One of my favorite characters from my favorite movie GREASE passed away today. Darn drugs took another actors life, apparently an overdose. Such a shame........I loved him in Taxi to.

"A hicky from Kenickie is like a hallmark card...we care enough to send the very best" RIP Man!

Grease's 'Kenickie' Dies of Overdose | actor, conaway, painkillers - WTVC NewsChannel 9: Chattanooga News, Weather, Radar, Sports, Lottery


----------



## cEElint (Oct 6, 2009)

oh.. the crazy guy from celebrity rehab .. not surprising he died from OD


----------



## Blue_Nose_Bella (Jan 16, 2011)

cEElint said:


> oh.. the crazy guy from celebrity rehab .. not surprising he died from OD


I'm not suprised either.....I knew his time was almost up. Dude was in rough shape.


----------



## Saint Francis (Jun 2, 2010)

Good old Bobby Wheeler from "Taxi". One of my all time favorite sitcoms ever. Unsurpassed casting in that series. I could literally watch that sh*t all night long. It's a shame that shows aren't like that anymore. I enjoy "Grease" too. Wasn't he in one of the Babylon space shows as well?
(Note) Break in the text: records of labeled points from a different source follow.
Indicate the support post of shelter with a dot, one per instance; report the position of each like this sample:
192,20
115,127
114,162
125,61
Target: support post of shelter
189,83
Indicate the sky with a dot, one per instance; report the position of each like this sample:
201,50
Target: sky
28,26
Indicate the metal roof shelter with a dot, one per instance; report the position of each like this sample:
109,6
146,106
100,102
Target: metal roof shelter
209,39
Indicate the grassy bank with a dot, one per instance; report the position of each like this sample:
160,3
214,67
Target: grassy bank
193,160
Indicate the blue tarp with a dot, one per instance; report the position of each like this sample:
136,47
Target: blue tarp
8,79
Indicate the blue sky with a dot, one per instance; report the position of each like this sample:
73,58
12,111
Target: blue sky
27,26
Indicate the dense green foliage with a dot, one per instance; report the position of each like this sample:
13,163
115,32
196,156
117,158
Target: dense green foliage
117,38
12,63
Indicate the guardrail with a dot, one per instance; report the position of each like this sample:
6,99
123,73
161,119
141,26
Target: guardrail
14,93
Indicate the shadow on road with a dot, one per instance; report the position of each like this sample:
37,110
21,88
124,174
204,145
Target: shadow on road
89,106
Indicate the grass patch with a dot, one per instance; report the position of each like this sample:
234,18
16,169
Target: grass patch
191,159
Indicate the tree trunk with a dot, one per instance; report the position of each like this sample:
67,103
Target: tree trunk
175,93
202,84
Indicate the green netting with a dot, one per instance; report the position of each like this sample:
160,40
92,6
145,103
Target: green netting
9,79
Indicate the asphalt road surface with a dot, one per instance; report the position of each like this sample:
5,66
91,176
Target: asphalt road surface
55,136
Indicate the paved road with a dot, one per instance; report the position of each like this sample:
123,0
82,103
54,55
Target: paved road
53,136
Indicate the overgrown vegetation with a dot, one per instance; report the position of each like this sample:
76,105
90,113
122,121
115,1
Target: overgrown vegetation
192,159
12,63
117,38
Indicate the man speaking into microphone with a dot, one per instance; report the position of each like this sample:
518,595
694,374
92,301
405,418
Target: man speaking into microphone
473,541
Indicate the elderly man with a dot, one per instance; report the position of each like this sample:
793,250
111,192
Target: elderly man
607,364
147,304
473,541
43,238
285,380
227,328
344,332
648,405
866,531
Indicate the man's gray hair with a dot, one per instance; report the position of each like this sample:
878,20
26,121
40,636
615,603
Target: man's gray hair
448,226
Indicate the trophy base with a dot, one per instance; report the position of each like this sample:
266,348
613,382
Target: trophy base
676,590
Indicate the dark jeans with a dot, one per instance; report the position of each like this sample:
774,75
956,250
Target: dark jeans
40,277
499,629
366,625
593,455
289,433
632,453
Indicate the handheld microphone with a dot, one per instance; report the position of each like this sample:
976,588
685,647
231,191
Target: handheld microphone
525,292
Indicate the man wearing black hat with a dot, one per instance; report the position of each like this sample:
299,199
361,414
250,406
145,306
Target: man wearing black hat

RIP


----------



## Blue_Nose_Bella (Jan 16, 2011)

Yes, SF he was in Babylon as well.....


----------



## r0ckah0l1c (Jan 18, 2011)

Actually he died from pnuemonia complications. It was mistakenly believed he died from an overdose. And he was in a coma state for about 2 weeks prior. Poor guy. Atleast he's free of his addictions now...


----------



## Patch-O-Pits (Jan 12, 2008)

Soar in Heaven pain free... That is so sad.


----------



## apbtmom76 (Nov 4, 2008)

Man this just sux, Kenickie was one of my faves from Grease, never watched Taxi but this is sad, I knew he had been doing pretty bad lately, RIP Kenickie you will be missed, Run free with no more pain.


----------



## Saint Francis (Jun 2, 2010)

Tye, "never watched Taxi"...and you're admitting it LOL??? jk Taxi was the best. Almost every cast member went on to bigger things after this series. Excellent comedy in a golden age of television I'll take that era of TV any day.


----------



## apbtmom76 (Nov 4, 2008)

hahha I watched a few episodes but that was late night and my parents usually made me go to bed early. But I'm ok with that, Nick at Nite was my best friend when my parents were asleep. I do remember him being on Taxi though.  Thanks CHristian, silly boy  Hugs


----------



## Saint Francis (Jun 2, 2010)

Yeah Nick at Night and TVLand are among my two fav channels, but they have slipped considerably in their selections. There used to be a day where I could watch so many classics, now not so much I think the dawning of the DVD and the money that could be made selling these series had something to do with it, IDK. "Thank you very much"...said in my best Ladka voice (Andy Kaufman)


----------



## ames (Jun 6, 2010)

Poor Jeff! Totally watched celebrity rehab for him. He was in a horrible accident that left him dependent on pain killers. He so wanted to be clean an his girlfriend was a horrible influence. Poor guy. But it was not an od like r0ck said. He was taken off life support and could not recover for the drug induced coma. Such a shame but I am glad he is no longer in pain. Hate when my back acts up let alone 24 hours a day pain!


----------



## Lex's Guardian (Aug 8, 2009)

No! So sad! I <3 Grease - Conway was my fave


----------



## apbtmom76 (Nov 4, 2008)

Christian I know what you men about the selection on DVD's now. It hurt tv so much. Now it's not the same.


----------



## Blue_Nose_Bella (Jan 16, 2011)

Article that I posted said he died of an OD that happened 2 weeks before his actual death. It said he was battling pneumonia and sepsis at the time of his OD. He was put in an induced coma and his family decided to take him off life support. So sad......I will never understand drug addiction.


----------



## Saint Francis (Jun 2, 2010)

Who better to ask than the alcohol, tobacco, and pharmaceutical industries LOL!


----------



## Chinadog (Sep 14, 2009)

r0ckah0l1c said:


> Actually he died from pnuemonia complications. It was mistakenly believed he died from an overdose. And he was in a coma state for about 2 weeks prior. Poor guy. Atleast he's free of his addictions now...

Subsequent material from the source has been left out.